Der größte Gewinn für Kärnten seit der politischen Wende vor einem Jahr ist immateriell. "Man kann wieder frei atmen, frei denken": Das sagen die meisten Kärntner und Kärnten-Besucher auf die Frage, was sich verändert hat.
Der blaue Dunst über dem Land hat sich zwar verzogen, aber das ökonomische Desaster ist noch lange nicht verdaut. Kärnten balanciert am Rande des Abgrunds. Vier Milliarden Schulden sind aus der Ära Haider/Dörfler (1999 bis 2013) geblieben, fast doppelt so viel wie ein Jahresbudget. Als Folge des Hypo-Desasters kreist der Pleitegeier über Kärnten.
Landeshauptmann Peter Kaiser ( SPÖ) konnte seinen Wahlsieg nur kurz genießen. Seither ist er unermüdlich unterwegs, das Schlimmste von Kärnten fernzuhalten.
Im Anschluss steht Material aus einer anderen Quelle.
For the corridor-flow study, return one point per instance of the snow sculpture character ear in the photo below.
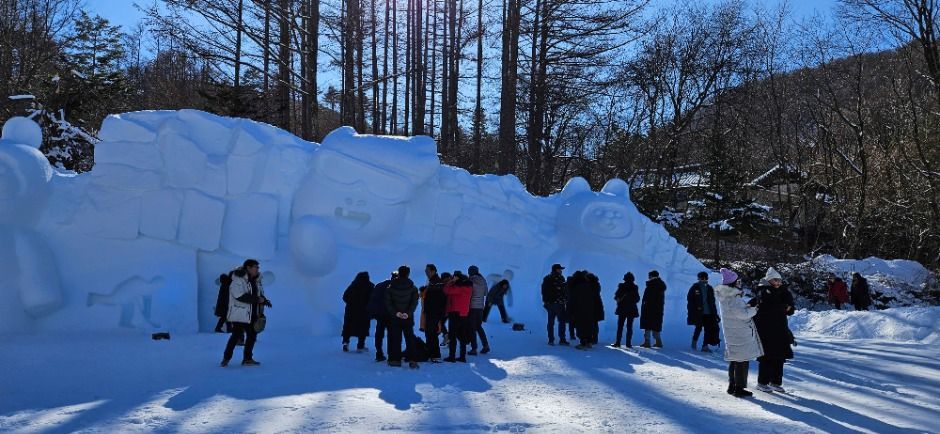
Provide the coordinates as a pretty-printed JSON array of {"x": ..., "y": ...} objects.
[
  {"x": 22, "y": 131},
  {"x": 574, "y": 186},
  {"x": 617, "y": 187}
]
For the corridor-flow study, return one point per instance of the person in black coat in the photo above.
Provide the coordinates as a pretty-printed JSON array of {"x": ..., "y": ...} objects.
[
  {"x": 627, "y": 296},
  {"x": 703, "y": 313},
  {"x": 860, "y": 295},
  {"x": 221, "y": 303},
  {"x": 356, "y": 319},
  {"x": 651, "y": 311},
  {"x": 774, "y": 305},
  {"x": 435, "y": 303},
  {"x": 378, "y": 312},
  {"x": 554, "y": 299}
]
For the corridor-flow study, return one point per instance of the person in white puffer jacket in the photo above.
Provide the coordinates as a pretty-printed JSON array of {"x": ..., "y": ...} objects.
[{"x": 742, "y": 343}]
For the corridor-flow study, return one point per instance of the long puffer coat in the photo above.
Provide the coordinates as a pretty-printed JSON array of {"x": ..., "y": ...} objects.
[
  {"x": 654, "y": 300},
  {"x": 742, "y": 343},
  {"x": 356, "y": 319}
]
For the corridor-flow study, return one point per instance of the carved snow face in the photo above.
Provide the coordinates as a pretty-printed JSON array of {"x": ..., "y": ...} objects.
[
  {"x": 606, "y": 220},
  {"x": 24, "y": 179},
  {"x": 360, "y": 185}
]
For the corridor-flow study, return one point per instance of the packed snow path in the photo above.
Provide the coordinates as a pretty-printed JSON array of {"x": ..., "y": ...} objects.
[{"x": 128, "y": 383}]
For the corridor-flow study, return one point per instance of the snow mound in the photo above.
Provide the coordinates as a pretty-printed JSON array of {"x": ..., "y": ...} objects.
[
  {"x": 908, "y": 324},
  {"x": 178, "y": 197}
]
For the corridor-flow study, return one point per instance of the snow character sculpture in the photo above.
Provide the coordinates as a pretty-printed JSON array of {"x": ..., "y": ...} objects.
[{"x": 31, "y": 278}]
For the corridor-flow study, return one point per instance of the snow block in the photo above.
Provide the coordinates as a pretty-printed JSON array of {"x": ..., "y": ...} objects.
[
  {"x": 242, "y": 171},
  {"x": 144, "y": 156},
  {"x": 121, "y": 177},
  {"x": 160, "y": 214},
  {"x": 185, "y": 162},
  {"x": 201, "y": 221},
  {"x": 110, "y": 213},
  {"x": 250, "y": 226},
  {"x": 116, "y": 128},
  {"x": 210, "y": 132}
]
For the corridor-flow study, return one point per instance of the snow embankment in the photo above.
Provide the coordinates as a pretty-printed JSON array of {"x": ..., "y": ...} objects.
[{"x": 907, "y": 324}]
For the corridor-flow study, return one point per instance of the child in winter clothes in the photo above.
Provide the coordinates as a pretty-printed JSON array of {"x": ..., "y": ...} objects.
[{"x": 742, "y": 342}]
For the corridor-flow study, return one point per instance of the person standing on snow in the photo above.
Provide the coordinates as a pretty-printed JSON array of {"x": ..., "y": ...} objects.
[
  {"x": 356, "y": 317},
  {"x": 775, "y": 304},
  {"x": 861, "y": 297},
  {"x": 477, "y": 303},
  {"x": 651, "y": 311},
  {"x": 702, "y": 313},
  {"x": 459, "y": 290},
  {"x": 554, "y": 299},
  {"x": 742, "y": 343},
  {"x": 496, "y": 297},
  {"x": 435, "y": 303},
  {"x": 246, "y": 298},
  {"x": 627, "y": 296},
  {"x": 838, "y": 292},
  {"x": 401, "y": 301},
  {"x": 379, "y": 313}
]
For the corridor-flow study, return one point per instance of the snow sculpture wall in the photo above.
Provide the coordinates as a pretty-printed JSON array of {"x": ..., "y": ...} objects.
[{"x": 176, "y": 198}]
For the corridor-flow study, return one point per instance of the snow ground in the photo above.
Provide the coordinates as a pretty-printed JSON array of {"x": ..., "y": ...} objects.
[{"x": 129, "y": 383}]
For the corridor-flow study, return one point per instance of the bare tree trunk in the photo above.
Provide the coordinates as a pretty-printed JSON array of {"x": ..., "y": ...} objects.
[
  {"x": 506, "y": 159},
  {"x": 283, "y": 75},
  {"x": 478, "y": 111},
  {"x": 375, "y": 72}
]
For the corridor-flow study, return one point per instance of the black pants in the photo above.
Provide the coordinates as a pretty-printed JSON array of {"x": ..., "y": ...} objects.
[
  {"x": 620, "y": 321},
  {"x": 770, "y": 371},
  {"x": 431, "y": 336},
  {"x": 737, "y": 375},
  {"x": 459, "y": 331},
  {"x": 503, "y": 315},
  {"x": 381, "y": 324},
  {"x": 397, "y": 328},
  {"x": 710, "y": 325},
  {"x": 476, "y": 329},
  {"x": 556, "y": 311},
  {"x": 240, "y": 329}
]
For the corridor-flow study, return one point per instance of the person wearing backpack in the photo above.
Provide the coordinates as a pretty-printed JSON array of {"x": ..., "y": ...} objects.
[
  {"x": 245, "y": 304},
  {"x": 221, "y": 303}
]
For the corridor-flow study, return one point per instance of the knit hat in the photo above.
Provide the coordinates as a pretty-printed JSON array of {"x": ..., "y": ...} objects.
[
  {"x": 772, "y": 274},
  {"x": 727, "y": 276}
]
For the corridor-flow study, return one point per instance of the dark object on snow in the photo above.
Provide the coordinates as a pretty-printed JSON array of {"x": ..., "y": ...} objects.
[{"x": 654, "y": 300}]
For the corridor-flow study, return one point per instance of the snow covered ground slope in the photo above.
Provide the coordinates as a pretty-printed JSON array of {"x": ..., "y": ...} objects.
[{"x": 127, "y": 383}]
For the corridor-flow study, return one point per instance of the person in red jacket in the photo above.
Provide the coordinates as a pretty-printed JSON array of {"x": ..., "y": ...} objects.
[
  {"x": 458, "y": 291},
  {"x": 838, "y": 291}
]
Die Versäumnisse von Ex- Finanzministerin Maria Fekter bei der Abwicklung der Hypo korrigierte er, indem er selbst nach Brüssel zu Wettbewerbskommissar Joaquin Almunia fuhr. Dieser machte ihn aufmerksam, dass die Kärntner Hypo-Tochter zu verkaufen sei, sonst müsse er die Bank zudrehen. Folge: Insolvenz von Bank und Land. Kaiser entschied, die Kärntner Hypo bleibe die Geschäftsbank des Landes, um sie attraktiv für einen Käufer zu machen. Andere Banken rannten ihm die Tür ein. Sie wollten das lukrative Wohnbaugeschäft übernehmen und schreckten Kaiser, dass im Fall einer Hypo-Insolvenz die Kärntner Wohnbaugelder bis auf die 100.000 € Einlagensicherung verloren wären. "Ich habe aber die Nerven behalten", sagt Kaiser rückblickend. Und so den Bankverkauf ermöglicht, die Insolvenz abgewendet und 400 Arbeitsplätze in Kärnten gerettet.
Aktuell redet sich Kaiser in Wien den Mund fusselig, dass die Rest-Hypo nicht in Insolvenz geschickt wird, weil immer noch 12,5 Milliarden Landes-Haftungen dran hängen. Er klappert die Minister ab, auch jene, die ressortmäßig nichts mit der Causa zu tun haben. So warb er für Kärnten bei Wolfgang Brandstetter, Sophie Karmasin, Rudolf Hundstorfer und Doris Bures.Mit dem Kanzler ist er in Dauerkontakt. Kaiser setzt sich auch mit Argumenten der Insolvenzbefürworter auseinander und berät sich mit sachkundigen Wiener Wirtschafts-Anwälten.
Trotz seiner Werbetour ist ihm bewusst, dass das Insolvenz-Szenario an Boden gewinnt. "Ich bin total dagegen, aber eines weiß ich: Sollte es zur Insolvenz kommen, werde ich jede einzelne Gläubiger-Forderung vor Gericht bekämpfen."
Vermögen hat Kärnten kaum mehr, hauptsächlich die Kelag-Anteile und den Zukunftsfonds. Beides ist mit Zweidrittelmehrheit im Landtag abgesichert, und Kaiser will sie mit Zähnen und Klauen verteidigen: "Es kann in niemandes Interesse sein, ein Bundesland völlig auszuräumen." Es wäre auch nicht im Sinne des Bundes: "Wir könnten unsere Maastricht-Ziele nicht mehr erfüllen und müssten erst recht wieder Geld vom Bund bekommen."